It was time for a little (nearly) real-world testing of a sparse facet counter for Lucene/solr (see Fast faceting with high cardinality and small result set for details). The first results are both very promising and somewhat puzzling.
The corpus was a copy of our production 50GB, 11M document index with library resources. The queries were taken randomly from the daily query log. Faceting was limited to just the author field, which has 7M unique values. The searcher was warmed up with hundreds of queries before testing. The tester ran with 2 threads against a 4 core machine and 500 searches were performed for each implementation.
In the graph, solr is standard Solr field faceting, exposed is our home brew (SOLR-2412) and sparse is our experimental home brew with sparse counting for small result sets. The red horizontal lines represents quartiles, with the max being replaced with the 95% for better graph scale. The horizontal black lines are medians.
The promising part is that the sparse counter has a much better median (16ms) than both solr (32ms) and exposed (29ms). Looking at the returned results, it seems clear that the vast majority of the queries only hits a fairly small part of the index, which benefits the sparse implementation. As they are real world queries, this is good news.

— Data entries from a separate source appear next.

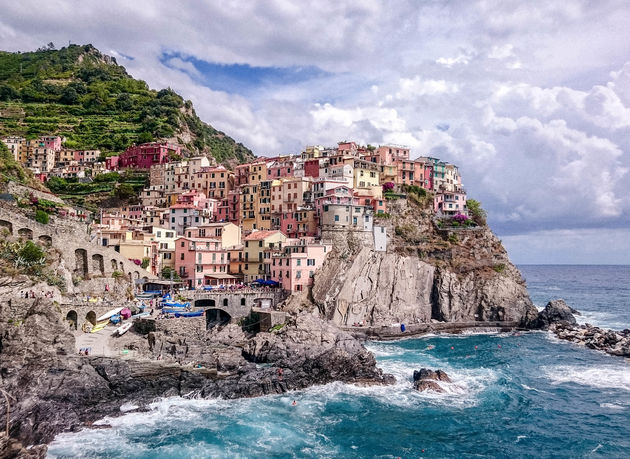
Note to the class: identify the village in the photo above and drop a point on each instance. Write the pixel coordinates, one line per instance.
(268, 221)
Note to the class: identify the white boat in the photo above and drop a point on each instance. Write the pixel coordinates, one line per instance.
(108, 314)
(123, 329)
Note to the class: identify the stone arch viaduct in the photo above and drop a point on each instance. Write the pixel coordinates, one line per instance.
(80, 255)
(226, 305)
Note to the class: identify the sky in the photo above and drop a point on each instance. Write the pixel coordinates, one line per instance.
(530, 99)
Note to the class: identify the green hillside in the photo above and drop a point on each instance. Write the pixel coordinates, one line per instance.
(81, 94)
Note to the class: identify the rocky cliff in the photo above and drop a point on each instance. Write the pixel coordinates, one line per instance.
(53, 389)
(426, 274)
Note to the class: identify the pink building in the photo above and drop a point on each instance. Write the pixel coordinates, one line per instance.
(311, 168)
(450, 203)
(112, 163)
(388, 154)
(293, 265)
(201, 262)
(379, 205)
(146, 155)
(281, 167)
(347, 147)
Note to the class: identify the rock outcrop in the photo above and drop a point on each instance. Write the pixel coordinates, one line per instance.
(556, 311)
(425, 379)
(558, 318)
(426, 275)
(610, 341)
(55, 389)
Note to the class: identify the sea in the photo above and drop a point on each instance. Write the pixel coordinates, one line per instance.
(511, 395)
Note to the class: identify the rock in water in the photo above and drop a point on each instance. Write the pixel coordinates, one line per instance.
(424, 379)
(425, 373)
(556, 311)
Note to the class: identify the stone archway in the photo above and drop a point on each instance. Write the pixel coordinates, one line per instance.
(25, 233)
(91, 317)
(46, 240)
(205, 304)
(97, 264)
(80, 262)
(72, 319)
(8, 225)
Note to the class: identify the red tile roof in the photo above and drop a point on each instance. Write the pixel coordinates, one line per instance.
(260, 235)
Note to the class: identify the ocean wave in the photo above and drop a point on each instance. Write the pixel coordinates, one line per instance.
(607, 377)
(612, 406)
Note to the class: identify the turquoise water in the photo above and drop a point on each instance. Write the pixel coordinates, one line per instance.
(511, 396)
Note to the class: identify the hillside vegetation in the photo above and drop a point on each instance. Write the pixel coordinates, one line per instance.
(84, 95)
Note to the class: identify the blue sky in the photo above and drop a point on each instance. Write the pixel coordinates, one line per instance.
(530, 99)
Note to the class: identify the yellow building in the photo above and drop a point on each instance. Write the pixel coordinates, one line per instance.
(366, 174)
(257, 172)
(228, 233)
(165, 240)
(254, 252)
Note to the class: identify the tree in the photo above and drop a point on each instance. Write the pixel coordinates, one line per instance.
(476, 211)
(41, 217)
(69, 96)
(125, 191)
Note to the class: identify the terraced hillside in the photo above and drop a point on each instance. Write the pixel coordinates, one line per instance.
(84, 95)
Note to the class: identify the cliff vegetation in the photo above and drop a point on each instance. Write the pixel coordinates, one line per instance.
(81, 94)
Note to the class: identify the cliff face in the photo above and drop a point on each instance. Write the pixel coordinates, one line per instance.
(425, 275)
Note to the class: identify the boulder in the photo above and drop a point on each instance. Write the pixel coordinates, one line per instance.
(425, 373)
(555, 312)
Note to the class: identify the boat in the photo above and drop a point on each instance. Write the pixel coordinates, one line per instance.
(141, 314)
(108, 314)
(173, 310)
(122, 329)
(98, 327)
(189, 314)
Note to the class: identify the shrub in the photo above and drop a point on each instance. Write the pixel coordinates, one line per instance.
(478, 214)
(41, 217)
(32, 253)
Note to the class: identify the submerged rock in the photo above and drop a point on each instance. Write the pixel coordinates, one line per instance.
(56, 390)
(425, 379)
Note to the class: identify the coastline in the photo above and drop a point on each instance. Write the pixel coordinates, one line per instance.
(391, 333)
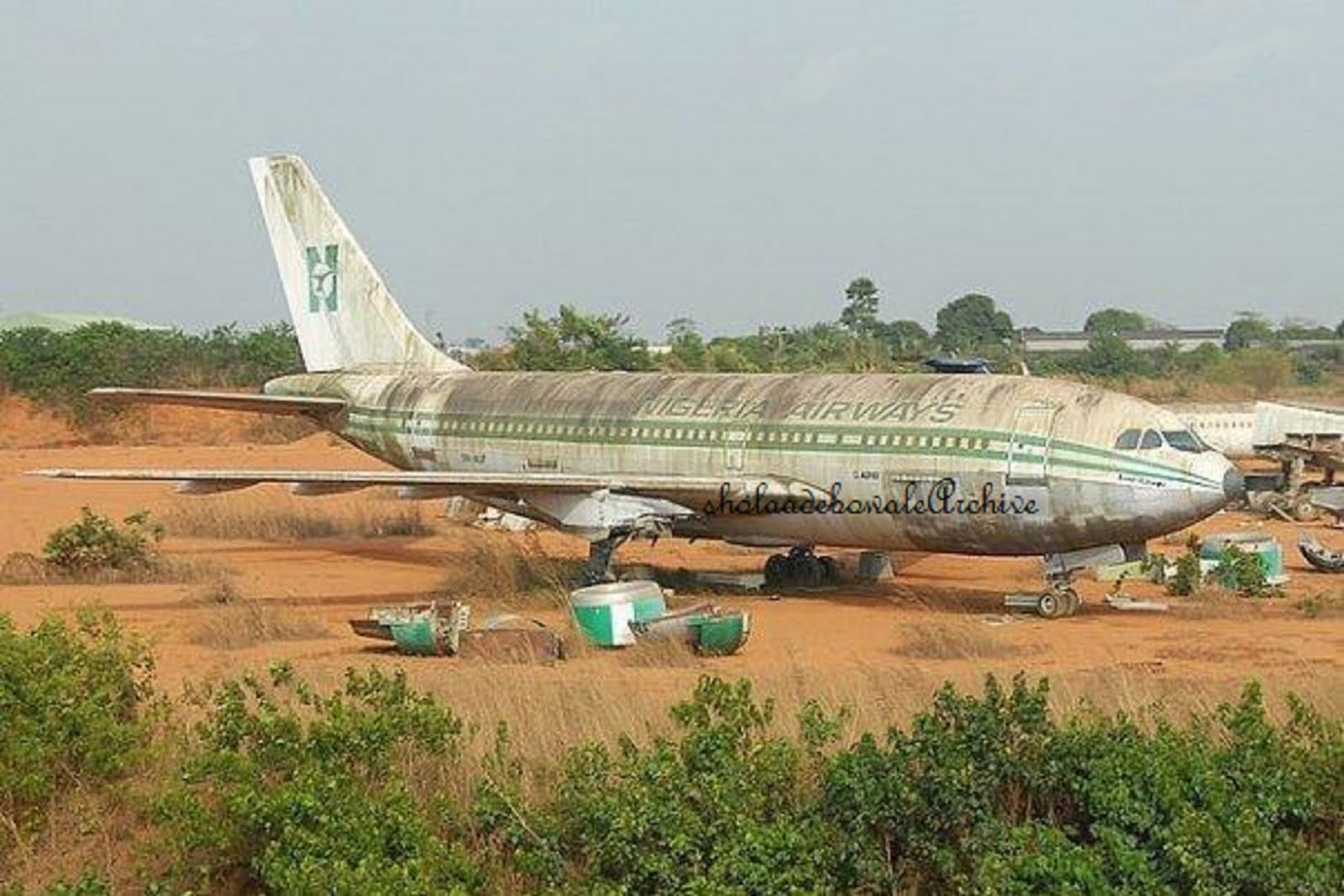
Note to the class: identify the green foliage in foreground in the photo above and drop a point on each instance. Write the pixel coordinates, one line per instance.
(282, 789)
(71, 711)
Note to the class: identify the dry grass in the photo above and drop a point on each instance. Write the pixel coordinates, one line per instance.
(956, 640)
(241, 520)
(233, 621)
(662, 654)
(508, 570)
(29, 569)
(1323, 605)
(1213, 602)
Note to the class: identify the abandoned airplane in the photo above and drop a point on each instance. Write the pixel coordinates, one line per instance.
(960, 464)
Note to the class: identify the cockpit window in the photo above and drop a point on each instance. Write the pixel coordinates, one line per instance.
(1128, 441)
(1184, 441)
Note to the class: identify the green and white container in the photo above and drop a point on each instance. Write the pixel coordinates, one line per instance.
(1267, 550)
(604, 611)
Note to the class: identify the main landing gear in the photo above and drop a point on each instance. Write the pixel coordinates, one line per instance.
(601, 553)
(1058, 600)
(800, 569)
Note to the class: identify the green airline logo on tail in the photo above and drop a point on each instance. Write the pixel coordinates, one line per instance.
(322, 277)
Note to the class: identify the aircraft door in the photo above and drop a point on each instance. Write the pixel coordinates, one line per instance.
(734, 450)
(1028, 450)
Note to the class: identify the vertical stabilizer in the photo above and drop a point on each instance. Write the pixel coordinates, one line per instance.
(342, 311)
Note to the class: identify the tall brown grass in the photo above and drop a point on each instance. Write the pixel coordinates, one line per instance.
(954, 640)
(241, 520)
(232, 620)
(507, 570)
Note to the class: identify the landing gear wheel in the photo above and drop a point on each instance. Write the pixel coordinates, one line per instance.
(1050, 606)
(812, 574)
(777, 571)
(800, 569)
(1072, 602)
(1305, 512)
(830, 570)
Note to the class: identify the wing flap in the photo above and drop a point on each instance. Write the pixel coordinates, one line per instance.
(282, 405)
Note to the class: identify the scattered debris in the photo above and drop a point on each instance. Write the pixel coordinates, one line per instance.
(1320, 557)
(1223, 550)
(1121, 602)
(1048, 605)
(618, 613)
(501, 521)
(605, 611)
(734, 580)
(874, 566)
(440, 627)
(1119, 571)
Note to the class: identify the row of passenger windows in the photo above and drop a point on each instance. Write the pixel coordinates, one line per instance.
(768, 437)
(1147, 439)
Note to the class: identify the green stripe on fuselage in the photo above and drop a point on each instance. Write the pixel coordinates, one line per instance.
(900, 441)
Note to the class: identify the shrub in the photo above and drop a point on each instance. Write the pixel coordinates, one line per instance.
(1241, 571)
(302, 793)
(1189, 575)
(94, 544)
(71, 701)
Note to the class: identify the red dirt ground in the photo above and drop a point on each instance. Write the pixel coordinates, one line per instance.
(880, 649)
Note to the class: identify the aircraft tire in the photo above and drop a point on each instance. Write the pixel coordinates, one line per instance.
(830, 570)
(1050, 606)
(1072, 602)
(779, 571)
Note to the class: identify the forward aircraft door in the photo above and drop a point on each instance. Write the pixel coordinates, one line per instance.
(1028, 450)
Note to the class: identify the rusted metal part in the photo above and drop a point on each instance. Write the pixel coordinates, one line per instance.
(1321, 557)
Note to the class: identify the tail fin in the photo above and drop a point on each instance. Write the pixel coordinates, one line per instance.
(342, 311)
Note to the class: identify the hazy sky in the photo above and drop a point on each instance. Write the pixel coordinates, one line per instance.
(736, 163)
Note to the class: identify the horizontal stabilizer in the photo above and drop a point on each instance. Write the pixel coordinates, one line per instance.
(284, 405)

The performance of Solr field faceting and exposed is fairly similar, which is not very surprising as they work quite alike in this scenario. What is puzzling is that the maximum response time for both exposed and sparse is higher than solr‘s. The slowest response times not shown are 458ms for “have” with solr, 780ms for “to be or not to be” with exposed and 570ms for “new perspectives on native north america” with sparse. More testing is needed to determine if these are fluke results or if there is a general problem with worse outliers for exposed and sparse.

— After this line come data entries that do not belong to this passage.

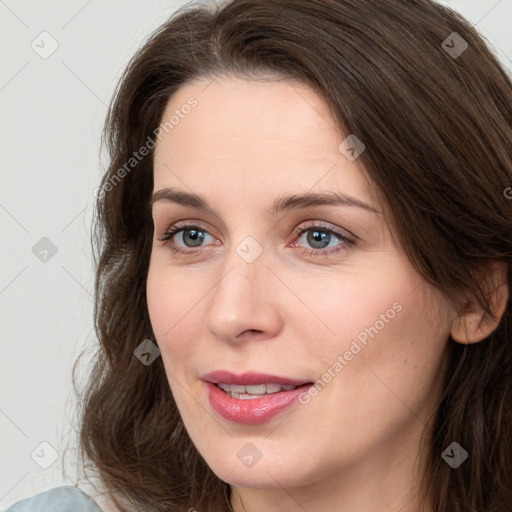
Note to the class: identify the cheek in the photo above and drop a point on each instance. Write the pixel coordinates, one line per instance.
(391, 322)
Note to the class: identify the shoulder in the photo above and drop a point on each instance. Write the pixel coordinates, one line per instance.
(58, 499)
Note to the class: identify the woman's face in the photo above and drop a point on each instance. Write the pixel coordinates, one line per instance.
(339, 305)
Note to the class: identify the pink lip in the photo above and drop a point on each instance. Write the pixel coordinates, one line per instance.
(250, 378)
(256, 410)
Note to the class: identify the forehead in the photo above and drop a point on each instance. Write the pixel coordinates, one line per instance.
(277, 135)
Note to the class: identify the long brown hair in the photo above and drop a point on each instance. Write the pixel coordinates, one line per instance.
(437, 128)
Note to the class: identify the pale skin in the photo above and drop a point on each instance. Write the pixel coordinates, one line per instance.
(356, 445)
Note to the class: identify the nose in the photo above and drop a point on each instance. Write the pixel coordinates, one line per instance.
(244, 302)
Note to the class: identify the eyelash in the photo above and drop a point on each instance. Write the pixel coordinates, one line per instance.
(175, 229)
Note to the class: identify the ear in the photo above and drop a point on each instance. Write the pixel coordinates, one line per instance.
(473, 324)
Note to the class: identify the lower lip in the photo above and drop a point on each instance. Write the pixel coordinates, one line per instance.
(252, 411)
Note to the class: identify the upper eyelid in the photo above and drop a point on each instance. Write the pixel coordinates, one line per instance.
(179, 226)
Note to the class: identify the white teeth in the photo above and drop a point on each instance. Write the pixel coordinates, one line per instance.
(259, 389)
(253, 391)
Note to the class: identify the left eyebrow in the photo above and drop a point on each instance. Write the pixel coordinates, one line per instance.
(283, 203)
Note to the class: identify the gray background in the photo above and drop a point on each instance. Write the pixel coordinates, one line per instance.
(52, 112)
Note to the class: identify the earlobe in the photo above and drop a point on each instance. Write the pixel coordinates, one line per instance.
(473, 324)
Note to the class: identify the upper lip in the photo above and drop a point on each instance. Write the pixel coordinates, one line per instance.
(250, 378)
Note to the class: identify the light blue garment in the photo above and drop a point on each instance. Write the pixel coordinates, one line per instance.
(59, 499)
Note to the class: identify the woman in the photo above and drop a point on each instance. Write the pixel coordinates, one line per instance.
(304, 265)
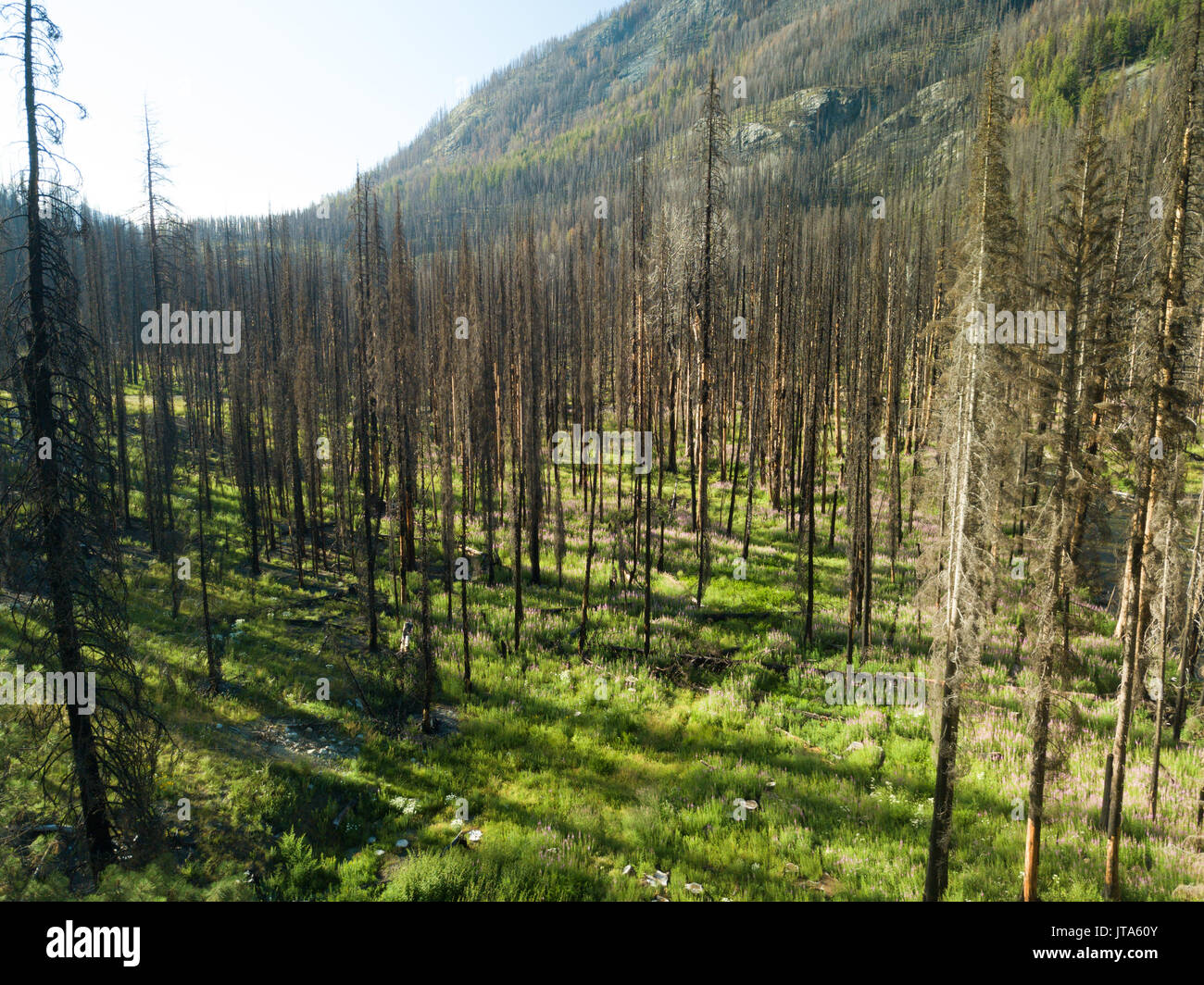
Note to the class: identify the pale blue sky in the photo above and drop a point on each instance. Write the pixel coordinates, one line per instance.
(266, 101)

Randomizing queries make for great experimentation but poor comparisons of implementations. Fixing the order and number of queries tested (29086, should anyone wonder) resulted in measurements without the strange outliers. The measurements were done in order exposed, sparse, packed, solr and nofacet. Maximum response time were a little above 2 seconds for all the facet calls and in all cases caused by the query ‘a‘.
Introducing the JIRA issue SOLR-5894, with an accompanying patch for Solr 4.6.1. The patch only handles field cache based faceting on multi-valued fields right now, but that limitation was mainly to keep things simple. The sparse code is non-invasive and fits well within the way Solr performs field faceting. A quick experiment with 1852 fully warmed queries gave this:
Whoops. Forgot to include the baseline no-facets numbers. This changes the picture quite a bit. With a baseline median of 12 ms, sparse faceting overhead is only (24 ms – 12 ms) 12 ms and non-sparse is (36 ms – 12 ms) = 24 ms, which suspiciously (I triple checked the numbers) makes the sparse faceting overhead exactly half of non-sparse.